Istituito inoltre un Comitato interministeriale che verificherà che le spese siano in linea con la tassonomia europea, e quindi in grado di ottenere il finanziamento, monitorando allo stesso tempo gli impatti delle attività finanziate in termini di benefici per la popolazione.
Chi ha comprato il nostro “debito verde”?
C’è da dire che i titoli di Stato italiani godevano già di buona fama tra gli investitori, soprattutto dopo l’insediamento del governo Draghi. Il BTp green non è stato da meno. La domanda è arrivata da oltre 40 Paesi, in larga parte situati nell’Europa continentale, in particolare in Germania.
Di rilievo anche la domanda dal Regno Unito, circa il 22%. Gli investitori esteri si sono così aggiudicati circa il 74% dell’emissione, gli italiani il 26,3%. Meno popolare fuori dai confini “europei”, dove gli Stati Uniti, per esempio, si sono aggiudicati solo l’1,9% dell’emissione e gli investitori asiatici circa lo 0,5%.
Com’è messo il mercato dei green bond? Ne vale la pena?
Parliamo di riuscire a finanziare progetti che hanno come obiettivo quello di migliorare la qualità della nostra vita, quindi già per questo degni di nota.

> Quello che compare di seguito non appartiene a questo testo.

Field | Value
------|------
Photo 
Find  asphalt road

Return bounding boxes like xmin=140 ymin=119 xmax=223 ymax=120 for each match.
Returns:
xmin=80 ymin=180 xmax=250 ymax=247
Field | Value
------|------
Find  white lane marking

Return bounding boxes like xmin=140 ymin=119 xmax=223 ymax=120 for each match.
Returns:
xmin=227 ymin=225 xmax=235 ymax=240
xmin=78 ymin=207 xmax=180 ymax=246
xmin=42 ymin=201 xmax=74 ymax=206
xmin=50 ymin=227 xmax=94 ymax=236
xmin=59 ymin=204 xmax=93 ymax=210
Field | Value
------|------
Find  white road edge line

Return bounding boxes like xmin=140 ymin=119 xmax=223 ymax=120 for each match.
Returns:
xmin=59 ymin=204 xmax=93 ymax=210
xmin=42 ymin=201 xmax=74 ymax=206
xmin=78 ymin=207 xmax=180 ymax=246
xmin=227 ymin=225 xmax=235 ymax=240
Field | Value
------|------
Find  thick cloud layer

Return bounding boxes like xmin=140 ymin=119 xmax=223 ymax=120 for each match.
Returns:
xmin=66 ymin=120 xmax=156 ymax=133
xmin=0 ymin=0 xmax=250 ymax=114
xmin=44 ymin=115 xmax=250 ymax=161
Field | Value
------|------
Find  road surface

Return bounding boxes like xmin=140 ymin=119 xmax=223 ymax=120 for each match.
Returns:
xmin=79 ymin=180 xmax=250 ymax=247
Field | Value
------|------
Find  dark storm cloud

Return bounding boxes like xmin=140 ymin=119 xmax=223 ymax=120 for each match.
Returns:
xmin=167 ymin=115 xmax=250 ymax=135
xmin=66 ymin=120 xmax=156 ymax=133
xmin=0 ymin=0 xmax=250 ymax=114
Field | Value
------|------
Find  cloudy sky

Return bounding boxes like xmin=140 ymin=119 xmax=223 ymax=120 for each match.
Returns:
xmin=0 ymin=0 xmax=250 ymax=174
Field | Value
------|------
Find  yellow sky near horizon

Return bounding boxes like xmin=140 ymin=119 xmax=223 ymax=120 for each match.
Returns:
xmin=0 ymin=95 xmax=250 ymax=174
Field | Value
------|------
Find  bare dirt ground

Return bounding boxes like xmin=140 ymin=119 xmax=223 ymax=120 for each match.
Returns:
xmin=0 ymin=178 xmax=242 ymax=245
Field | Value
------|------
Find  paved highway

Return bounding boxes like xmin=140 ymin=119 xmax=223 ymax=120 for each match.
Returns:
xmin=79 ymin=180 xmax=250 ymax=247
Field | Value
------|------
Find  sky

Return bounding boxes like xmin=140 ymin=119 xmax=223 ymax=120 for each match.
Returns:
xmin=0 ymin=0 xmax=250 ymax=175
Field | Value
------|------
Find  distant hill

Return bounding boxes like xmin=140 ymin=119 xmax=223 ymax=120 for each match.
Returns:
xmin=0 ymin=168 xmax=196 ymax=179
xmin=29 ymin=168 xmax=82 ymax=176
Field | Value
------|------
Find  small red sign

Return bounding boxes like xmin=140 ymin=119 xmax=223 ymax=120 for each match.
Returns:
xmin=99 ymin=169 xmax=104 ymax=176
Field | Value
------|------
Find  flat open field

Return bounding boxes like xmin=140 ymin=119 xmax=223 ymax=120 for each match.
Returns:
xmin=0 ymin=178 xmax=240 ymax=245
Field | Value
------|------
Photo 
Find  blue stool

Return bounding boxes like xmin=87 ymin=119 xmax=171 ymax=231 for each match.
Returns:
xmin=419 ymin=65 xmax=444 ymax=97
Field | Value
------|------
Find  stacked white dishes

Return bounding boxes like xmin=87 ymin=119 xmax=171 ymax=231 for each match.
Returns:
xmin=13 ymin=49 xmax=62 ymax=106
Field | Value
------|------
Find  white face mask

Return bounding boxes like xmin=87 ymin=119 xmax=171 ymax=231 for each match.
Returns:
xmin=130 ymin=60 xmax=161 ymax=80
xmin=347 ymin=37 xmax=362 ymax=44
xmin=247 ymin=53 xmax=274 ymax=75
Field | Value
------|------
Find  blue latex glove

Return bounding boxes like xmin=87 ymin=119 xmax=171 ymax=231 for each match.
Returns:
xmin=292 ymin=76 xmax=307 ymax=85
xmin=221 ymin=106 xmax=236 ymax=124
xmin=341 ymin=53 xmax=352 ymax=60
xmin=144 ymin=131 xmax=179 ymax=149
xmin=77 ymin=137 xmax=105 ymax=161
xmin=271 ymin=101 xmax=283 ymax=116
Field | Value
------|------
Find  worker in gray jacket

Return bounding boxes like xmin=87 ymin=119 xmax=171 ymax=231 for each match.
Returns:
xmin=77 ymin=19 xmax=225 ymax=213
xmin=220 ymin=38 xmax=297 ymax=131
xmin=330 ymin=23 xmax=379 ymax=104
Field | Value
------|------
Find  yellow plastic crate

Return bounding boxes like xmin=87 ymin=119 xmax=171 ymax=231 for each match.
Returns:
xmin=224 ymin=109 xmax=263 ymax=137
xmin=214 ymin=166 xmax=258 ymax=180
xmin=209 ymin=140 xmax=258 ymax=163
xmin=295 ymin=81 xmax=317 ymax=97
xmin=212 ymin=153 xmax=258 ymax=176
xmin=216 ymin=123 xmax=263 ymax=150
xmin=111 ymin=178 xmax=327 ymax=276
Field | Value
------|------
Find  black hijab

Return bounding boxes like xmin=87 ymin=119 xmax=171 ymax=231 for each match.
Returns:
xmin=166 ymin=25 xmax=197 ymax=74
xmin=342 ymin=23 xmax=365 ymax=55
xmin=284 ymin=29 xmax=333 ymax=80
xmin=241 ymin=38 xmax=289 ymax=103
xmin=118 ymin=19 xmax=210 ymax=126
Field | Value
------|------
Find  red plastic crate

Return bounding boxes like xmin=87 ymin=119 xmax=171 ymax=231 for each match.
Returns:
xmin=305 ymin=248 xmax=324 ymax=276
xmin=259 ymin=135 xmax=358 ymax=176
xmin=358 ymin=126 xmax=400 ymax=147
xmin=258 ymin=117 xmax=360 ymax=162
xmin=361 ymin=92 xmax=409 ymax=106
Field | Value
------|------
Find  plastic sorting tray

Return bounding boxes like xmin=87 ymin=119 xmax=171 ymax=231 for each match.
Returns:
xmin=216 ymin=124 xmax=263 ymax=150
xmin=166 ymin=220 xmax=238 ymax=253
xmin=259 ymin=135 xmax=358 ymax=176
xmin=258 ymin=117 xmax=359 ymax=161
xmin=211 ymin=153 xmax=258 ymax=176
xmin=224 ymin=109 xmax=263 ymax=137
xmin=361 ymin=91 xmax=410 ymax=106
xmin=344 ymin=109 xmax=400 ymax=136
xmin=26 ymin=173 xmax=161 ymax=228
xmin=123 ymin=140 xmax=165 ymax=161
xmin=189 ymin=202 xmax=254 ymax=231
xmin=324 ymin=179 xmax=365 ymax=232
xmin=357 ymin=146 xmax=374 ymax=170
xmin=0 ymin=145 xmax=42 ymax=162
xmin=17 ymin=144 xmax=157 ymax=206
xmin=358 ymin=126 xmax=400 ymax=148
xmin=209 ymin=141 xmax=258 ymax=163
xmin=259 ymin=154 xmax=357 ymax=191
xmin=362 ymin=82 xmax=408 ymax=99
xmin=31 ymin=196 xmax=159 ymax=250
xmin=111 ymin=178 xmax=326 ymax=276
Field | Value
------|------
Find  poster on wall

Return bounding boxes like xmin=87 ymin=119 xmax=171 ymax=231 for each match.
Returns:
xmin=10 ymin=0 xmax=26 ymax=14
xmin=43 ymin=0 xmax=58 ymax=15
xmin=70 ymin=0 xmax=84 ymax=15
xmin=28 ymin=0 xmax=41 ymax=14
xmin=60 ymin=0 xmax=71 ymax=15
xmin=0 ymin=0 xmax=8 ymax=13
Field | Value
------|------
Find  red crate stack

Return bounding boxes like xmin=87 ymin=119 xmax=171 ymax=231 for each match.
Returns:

Oltretutto, parliamo di un Megatrend, quello degli investimenti ESG, molto promettente e che ha già dimostrato la sua forza sul mercato.
Ricordiamoci come i titoli ESG abbiano resistito bene alla crisi provocata dalla pandemia sovraperformando le loro controparti tradizionali nel mitigare il calo nei rendimenti durante il 2020. Sempre più risparmiatori e manager scelgono di inserire una buona fetta di titoli “green” nei propri portafogli, tant’è che secondo NN Investment Partners quest’anno le obbligazioni verdi registreranno un aumento del 50% delle emissioni, portando il totale del mercato globale delle obbligazioni verdi al di sopra della soglia di 1.000 miliardi di euro.
Un mercato ancora limitato, ma che continua a crescere con rapidità: nel 2020 è aumentato di oltre due volte rispetto al 2019. Con la finalizzazione della nuova tassonomia UE e dei Green bond standard dell’UE, poi, avrà finalmente un modello per la regolamentazione che lo standardizzerà e renderà più professionale, dunque più attrattivo per gli investitori.
Quando potremo acquistarlo? I privati cittadini potranno comprarlo una volta approdato sul mercato secondario.
Luci e ombre del BTp Green
Il rendimento è quello che è ma è sempre meglio che lasciare i soldi su un conto corrente che non rende. Il rischio, come per gli altri titoli obbligazionari italiani, è limitato. È facilmente liquidabile, quindi ottimo soprattutto per garantire la liquidità di portafoglio, e rappresenta una buona opportunità per investire nel mondo ESG.
Resta da capire come l’Italia allocherà le risorse raccolte e se riuscirà a mantenersi realmente in linea con la regolamentazione fissata dalla tassonomia europea e dai futuri EU Green Bond Standards.
Molti asset manager si interrogano su alcuni punti non inclusi nel framework d’azione del BTp green, come la non inclusione delle infrastrutture marittime, per le quali non c’è ad oggi nemmeno un progetto che possa portarle dentro gli obiettivi di efficienza energetica inquadrati dall’UE. Punto interrogativo anche sulla mancanza di una valutazione “Do not significant harm” (DNSH), altro principio “core” della tassonomia dell’UE e del nuovo standard UE.
1. La collocazione è stata affidata dal Mef a un pool di banche: Crédit Agricole Corp. Inv. Bank, Intesa Sanpaolo S.p.A., J.P. Morgan AG e NatWest Markets N.V. BNP Paribas.